= La Modelo =

Prison in Colombia

La Modelo (English: The Model [Prison]) is a prison in Bogotá, Colombia. With 15,000 inmates, the facility is known for its violence. Different areas of the prison are controlled by different factions of paramilitaries, guerrilla fighters, and drug cartels. Most of the prisoners at La Modelo are not associated with any factions. Prison guards do not carry weapons in the prison, except for a baton. However, guards in the watch towers do have a rifle. Prisoners have easy access to guns and grenades. The prison's administration allows prisoners to have businesses, such as bakeries or restaurants.

On 27 April 2000, over 100 prisoners were murdered in fighting. After the killings and the publicity it created the government began to change the prison regime. Many of the private shops were shut down and security was stepped up, although inmates still have access to arms.

== The battles of April 2000 ==

In mid-February 2000, visits to La Modelo were suspended. In March a peace pact was signed that was broken when the following April the dismembered corpse of paramilitary leader Carlos Alberto León, an inmate of patio two, was found.

While the Cuerpo Técnico de Investigación (CTI) were conducting their due diligence and removing the body, on Wednesday April 26, 2000, an armed confrontation between paramilitaries from the Autodefensas Unidas de Colombia (AUC) and common criminals from yards 3, 4 and 5 of the La Modelo prison left a total of 32 dead, 17 injured and 17 missing.. The battle lasted for 12 hours between Thursday afternoon and Friday morning, in a day that is the bloodiest experienced in any Colombian prison. In this incident, weapons, explosives, cartridges, communication elements, and AUC insignia were seized, among other elements.

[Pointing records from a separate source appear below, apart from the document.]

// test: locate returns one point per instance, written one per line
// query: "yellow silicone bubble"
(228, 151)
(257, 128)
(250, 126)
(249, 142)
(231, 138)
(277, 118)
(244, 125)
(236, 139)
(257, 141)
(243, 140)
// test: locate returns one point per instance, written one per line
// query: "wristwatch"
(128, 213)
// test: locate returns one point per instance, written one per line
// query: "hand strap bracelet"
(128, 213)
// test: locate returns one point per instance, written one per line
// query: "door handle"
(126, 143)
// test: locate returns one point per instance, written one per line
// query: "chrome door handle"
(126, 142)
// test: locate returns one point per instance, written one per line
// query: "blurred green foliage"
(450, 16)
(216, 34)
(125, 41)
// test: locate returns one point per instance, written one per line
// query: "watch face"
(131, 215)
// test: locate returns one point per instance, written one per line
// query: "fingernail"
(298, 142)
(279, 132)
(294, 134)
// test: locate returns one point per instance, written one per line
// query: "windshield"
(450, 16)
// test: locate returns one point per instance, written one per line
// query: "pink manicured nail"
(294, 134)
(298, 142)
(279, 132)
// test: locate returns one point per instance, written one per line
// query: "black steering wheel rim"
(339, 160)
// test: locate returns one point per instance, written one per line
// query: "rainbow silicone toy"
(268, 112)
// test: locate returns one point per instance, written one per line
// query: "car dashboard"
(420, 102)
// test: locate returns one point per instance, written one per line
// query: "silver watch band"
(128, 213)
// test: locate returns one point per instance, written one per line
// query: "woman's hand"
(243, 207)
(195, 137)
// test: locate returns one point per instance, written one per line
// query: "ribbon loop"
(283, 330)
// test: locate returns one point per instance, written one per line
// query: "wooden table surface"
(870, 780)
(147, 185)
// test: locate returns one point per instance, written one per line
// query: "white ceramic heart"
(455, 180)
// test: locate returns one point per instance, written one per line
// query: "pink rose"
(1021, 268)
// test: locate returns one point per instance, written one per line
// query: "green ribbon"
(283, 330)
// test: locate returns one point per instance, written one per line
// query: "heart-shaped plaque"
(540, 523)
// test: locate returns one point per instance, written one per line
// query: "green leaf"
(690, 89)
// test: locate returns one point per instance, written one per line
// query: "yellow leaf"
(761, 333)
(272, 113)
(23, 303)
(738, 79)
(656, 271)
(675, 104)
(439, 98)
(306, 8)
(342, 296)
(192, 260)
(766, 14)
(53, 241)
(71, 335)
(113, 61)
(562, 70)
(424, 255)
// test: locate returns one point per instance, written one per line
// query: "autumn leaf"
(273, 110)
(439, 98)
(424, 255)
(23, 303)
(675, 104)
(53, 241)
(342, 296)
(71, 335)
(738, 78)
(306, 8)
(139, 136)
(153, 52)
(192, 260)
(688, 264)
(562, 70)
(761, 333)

The battle started at 14:40, when members of the self-defense groups of yards 3 and 5 learned of the shooting death of Yema Ospina Flórez, a relative of one of the members of "Los Priscos", a criminal gang from the time of Pablo Escobar, leader of the Cartel de Medellín who disappeared in 1993. Ospina had been infiltrated by the paramilitaries in yard 4, so that he would report who the bosses were in that yard. Most of the inmates in this yard were accused of social crimes (kidnapping, rape and theft, among others).

Approximately 800 men under the command of Jhon Jairo Velásquez, alias "Popeye", former lieutenant of Pablo Escobar. When Popeye's men found out about Ospina's intention, they executed him. The event triggered the operation led by the paramilitary chief of patio 5 known as Cadavid. Faced with the impotence of the prison guards and knocking down walls and bars with the use of grenades, the paramilitaries entered yard 4. Wearing black armbands and the initials AUC, they demanded that Popeye's protégés surrender. Only 42 did, those who refused were shot.

The National Police of Colombia, who had not entered the prison for 15 years, decided to take it at dawn the following Saturday. An arsenal was seized that included four kilos of high-powered explosive and seven charges of dynamite. However, 4 days later, guards from Instituto Nacional Penitenciario y Carcelario (INPEC) entered a yard in the prison and captured a sub-machine pistol Ingram MAC-10 plus a pistol capable of tricking the X rays, amongst other weapons. Pistols and hand grenades were also found, wrapped in plastic bags and hidden in the walls or buried.

Additionally, 17 inmates held in patio 4 were declared missing. According to the Committee for Solidarity with Political Prisoners, there were indications that the prisoners used tunnels and sewers to hide the bodies of the disappeared. However, both INPEC and the Cuerpo Técnico de Investigación (CTI) of the prosecution service and the police denied the existence of such graves.

Most of the victims were wounded with a firearm and some with a knife. Their ages range from 23 to 43 years old.

== Other incidents ==

In 2016, the dismembered remains of at least 100 prisoners and visitors were found in drain pipes at the jail.

On 21 March 2020, at least 23 prisoners were killed and 83 injured during a riot which erupted amid fears over the spread of SARS-CoV-2 in the prison during the COVID-19 pandemic. Prisoners across the country were protesting against overcrowding and poor health services since the outbreak of COVID-19.

On 16 May 2024, Elmer Fernandez, the prison's director who had been in office since 4 April, was shot dead by a motorcycled gunman while he was returning home from work in Bogota.